Importer responsibility should never be discovered from a failed delivery or customs notice.

Ad strategy has to follow the new margin

Some sellers update product cost but forget to update ad rules. That is how a formerly profitable campaign becomes a cash leak.

If duties and fees reduce contribution margin, target CPA, ROAS thresholds, discount depth, and promotional budgets need to change. A campaign that worked when the product had $12 contribution margin may fail when the same product has $6. A creator commission that was fine under old costs may become too rich. A bundle discount may need to be redesigned.

Marketing should not wait for finance to complain after the month closes. Every imported or dropshipped SKU with changed landed cost should have updated ad guardrails before spend scales.

Trade policy can break performance marketing quietly because the dashboard still shows revenue.

Marketplace account health can take the hit

Cost changes are not the only danger. If direct-import models create slower delivery, confusing tracking, customs delays, unexpected charges, or higher cancellations, marketplace account health can suffer. Late shipment, cancellation, negative reviews, refund requests, and customer complaints may rise even when the product itself is fine.

That makes de minimis a channel-risk issue. A seller can protect margin by pushing costs onto the customer, but if the experience deteriorates, the marketplace may punish the account. A product that looks profitable after duties may still be too risky if it threatens seller metrics.

Review each marketplace's delivery, cancellation, and customer-experience requirements before keeping a direct-import listing active. Sometimes the right answer is domestic inventory, even if the unit cost looks higher.

Account health is part of landed cost when the channel can shut off demand.

This is where many sellers misread the spreadsheet. They compare a cheaper overseas fulfillment model against a domestic model without pricing in the value of stable seller metrics. If domestic inventory protects delivery promises, reviews, cancellation rate, and marketplace ranking, the higher unit cost may be buying channel durability.

That durability has a value even when it does not appear on the invoice.

What sellers should do now

Pull your top 50 imported or dropshipped SKUs. For each, calculate true landed cost under the current model. Include duties, shipping, fees, returns, and support cost. Then model alternative fulfillment paths: bulk import, domestic supplier, nearshore supplier, bonded storage, or discontinuation.

Flag products where contribution margin falls below your minimum threshold. Review pricing, packaging, supplier terms, and fulfillment model. If the product cannot be fixed, stop scaling it.

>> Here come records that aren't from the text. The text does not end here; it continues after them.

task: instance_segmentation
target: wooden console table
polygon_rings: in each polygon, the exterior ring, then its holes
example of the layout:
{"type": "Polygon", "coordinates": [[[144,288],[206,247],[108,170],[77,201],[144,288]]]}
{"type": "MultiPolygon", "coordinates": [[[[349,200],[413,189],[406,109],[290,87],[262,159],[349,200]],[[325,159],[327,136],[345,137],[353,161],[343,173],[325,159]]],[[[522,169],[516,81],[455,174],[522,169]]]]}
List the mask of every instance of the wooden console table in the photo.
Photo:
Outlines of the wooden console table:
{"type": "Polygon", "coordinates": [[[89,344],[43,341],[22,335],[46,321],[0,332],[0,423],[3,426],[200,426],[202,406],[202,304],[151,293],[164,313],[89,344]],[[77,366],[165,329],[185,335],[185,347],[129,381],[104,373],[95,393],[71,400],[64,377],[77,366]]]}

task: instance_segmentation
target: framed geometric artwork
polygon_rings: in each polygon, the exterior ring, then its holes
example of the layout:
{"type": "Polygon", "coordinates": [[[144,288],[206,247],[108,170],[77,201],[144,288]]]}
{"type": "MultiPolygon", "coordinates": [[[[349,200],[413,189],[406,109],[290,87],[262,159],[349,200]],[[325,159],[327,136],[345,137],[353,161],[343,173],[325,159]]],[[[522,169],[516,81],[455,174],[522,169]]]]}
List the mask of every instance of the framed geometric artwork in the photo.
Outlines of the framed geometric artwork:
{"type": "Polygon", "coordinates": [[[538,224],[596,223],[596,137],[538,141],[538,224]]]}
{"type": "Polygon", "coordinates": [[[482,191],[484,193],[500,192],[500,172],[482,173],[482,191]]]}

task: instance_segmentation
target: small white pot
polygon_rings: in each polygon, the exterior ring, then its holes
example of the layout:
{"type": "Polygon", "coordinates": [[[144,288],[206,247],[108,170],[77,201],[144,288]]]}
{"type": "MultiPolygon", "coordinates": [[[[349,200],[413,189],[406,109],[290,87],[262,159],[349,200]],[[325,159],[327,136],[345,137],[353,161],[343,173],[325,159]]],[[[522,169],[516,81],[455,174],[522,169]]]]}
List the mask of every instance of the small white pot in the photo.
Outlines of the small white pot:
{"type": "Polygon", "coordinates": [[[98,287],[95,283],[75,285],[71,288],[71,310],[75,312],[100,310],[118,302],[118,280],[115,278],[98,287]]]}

Then update product research rules so new SKUs are evaluated under the new cost structure from the beginning.

The goal is not to save every old product. The goal is to stop making new decisions with old assumptions.

The sooner the model is honest, the sooner the business can adapt.

The bottom line

The de minimis shift is not a small customs update. It changes the economics of small-parcel ecommerce, dropshipping, direct-from-factory shipping, and low-value imports.

Sellers who keep using old landed-cost models will overestimate margin, underprice products, misjudge competitors, and tie up cash in inventory that no longer works. Sellers who rebuild the model SKU by SKU will make harder decisions, but better ones.

The path forward is practical: recalculate costs, renegotiate suppliers, choose inventory locations deliberately, update customer promises, and kill products that cannot survive the full cost stack.

Old loophole math is not a strategy.

Frequently Asked Questions

De minimis was the duty-free treatment for certain low-value imports. When it is suspended, shipments that previously avoided duties may face duty, tax, fee, and entry requirements.

It changes landed cost, dropshipping economics, direct-from-factory pricing, customer delivery timing, customs paperwork, and supplier strategy.

Sellers using China-direct dropshipping, low-value imports, marketplace arbitrage, overseas 3PLs, or frequent small parcel imports are highly exposed.

Sellers should recalculate landed cost by SKU, review supplier terms, model duties and entry fees, and decide whether to bulk import, nearshore, or source domestically.